Tuesday, July 02, 2013

Wore Myself Out, Fighting Bills That Shouldn't Be

I have worn myself out, fighting that bill that shouldn't be.

Peter Courtney, in defense of his own bill, before his senate passed it, loudly claimed they could have intervened earlier in the Keizer fake rescuer, who had five or six dogs stuffed per carrier, if they could have done so without a warrant.  Wouldn't that be easy, to just solve all crimes by entering places without a pesky warrant?  To ransack homes for evidence of drugs, because they got an anonymous phone call that said there might be drugs, surround and enter your home to seize your computers (and anything else) if someone anonymously said you might be stealing ID's, even if you weren't and that caller was the new boyfriend of your ex on a payphone, turning away to cover smurks.

Not many seem up in arms that a rescuer's home could be entered without benefit of warrant protection.  What if it were you?

A bill like this won't help stop people like that Springfield Persian breeder, caught throwing two of her cats into the Willamette in a plastic bag.  She had 60 unfixed breeding stock at home.  They were not seized, her home not entered and searched.    She received a hand slap from the law for her despicable actions.

I think little rescues got sold down the river for a pot of gold.  I think HSUS made some rounds a few weeks back, offered out some grants to shelters.  Money buys a lot of things.  Silence.  Support.  I don't know for sure they did this.  I have an inkling only from some post on a page.  What does an organization do, when they do need money, but when there may be unspoken strings attached to that money?  Do you sell out?  Ignore those strings?  Justify taking it anyhow?  What if you're not sure the strings are there in the first place?

A gift is a gift and comes with an expectation.  Always does.  When I get a card from someone, a simple card, I feel an obligation to return the favor.

However it makes me feel very sad, like I've been mocked, sold out, by people who have pretended.  Makes me feel awkward to be me.  Sold for a silver coin.   And in some ways, free, to know.  It's better to know!

People who claim to be friends that don't have your back when you are under the gun are not friends at all.    Shelters who claim little rescues are their partners but who support this bill or remain silent, a bill that would create such hardships and fees and fines and illegal searches of their homes, for little rescues, are not our friends.

It's quite sad all around.  Linn County cats have no recourse but for rescues.

I finally took my raft up to the lake late yesterday afternoon.  The cigarette lighter has never worked in that car.  I can't attach a pump to it and blow up a raft, for instance.

I was huffing and puffing hand pumping that raft up.  A woman comes up concerned and says "It's 100 degrees out.  Do you have water?"  I grinned and said "I do."

I had no food though.  I'd rushed up, eager to leave it all behind, without eating breakfast or lunch.

I got out on the lake, rowing first across one arm, then, to escape the noisy jet skiis there, rowed around the point and down into another quieter arm, then across that.  I found a beach and took a nap.  Until jet skiis found me there.  It's a noisy lake, but young people like those jet skiis, like the noise and the speed.
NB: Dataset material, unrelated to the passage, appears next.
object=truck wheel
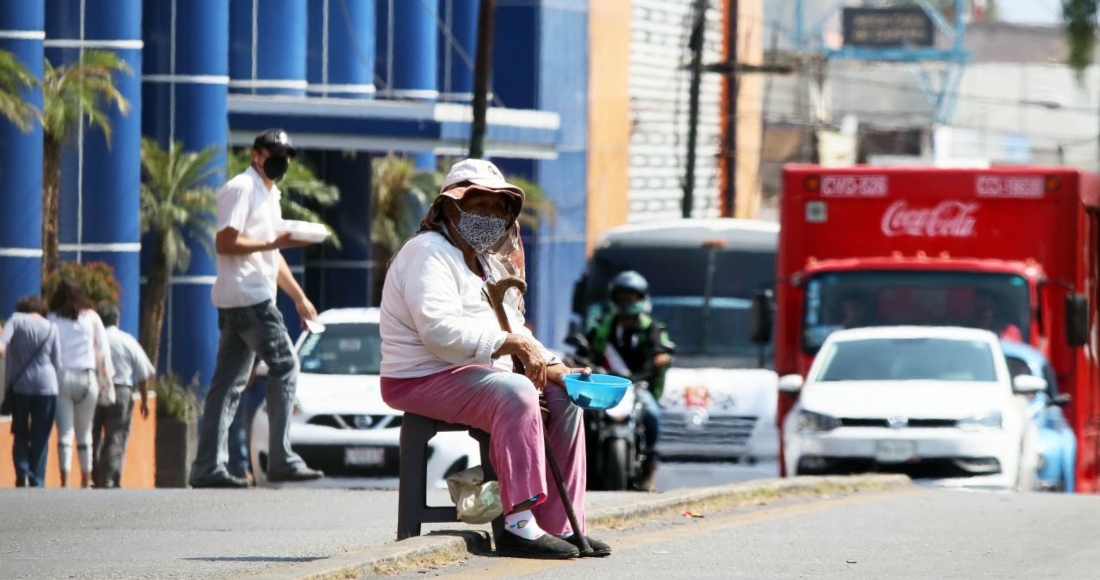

They like to show off, or out do their friends.  Oh to be young again.

After rowing a couple of hours, I wanted to be a pirate, and board one of the large boats and demand or steal a hot dog!  I was very hungry.

It was so fun.  Not that relaxing this time, however, with all the jet skiis and boats and noise.  Still fun.

Packing up the raft, with my three wheel homemade cart to haul it back to my car, wasn't that easy.  I have to figure out an easier way.  Maybe I was just really tired out by then.

I stopped by Ian and Becky's place in Lebanon on the way back.  They're the folks I met last May, when I got about 18 adult cats fixed Becky fed, and took 24 kittens out of the area.  It changed Becky's life, to have them all fixed.  Most recently, Hobo showed up there, whom I took to be fixed, then was going to rehome but he was very ill and positive for leukemia, poor old sweet guy.  He was euthanized. Becky and I have been friends ever since last May, when I first met her.  I'm friends with her son and daughter-in-law too.  They fed me supper!

I met so many wonderful ordinary people when I was a cat wrangler, like Becky and Ian, like farmers and single moms and mechanics and veterans and yes, meth addicts and homeless souls.  I met so many wonderful cats also, many of whom I remember with clarity.  I know so many cats in this area by name or by sight.  I have so many memories.

Rescues are under fire in Oregon, being equated with animal abusers.  That does not reflect reality.  It's some strange vendetta and world view some stranger has going.  Some stranger with power and money and political clout.   I'm glad I ran into Mango in the shell station parking lot before the stranger decided to write something into law that would mean Mango could not be saved.

I'm glad I met Valentino before this day also.  And so many hundreds of others.

Under the stars, in the vastness of space and time, we are nothing.

That stranger, who wrote the bill, she also is nothing under the stars.  I think she should go out, and stare into the stars, some black night, and understand.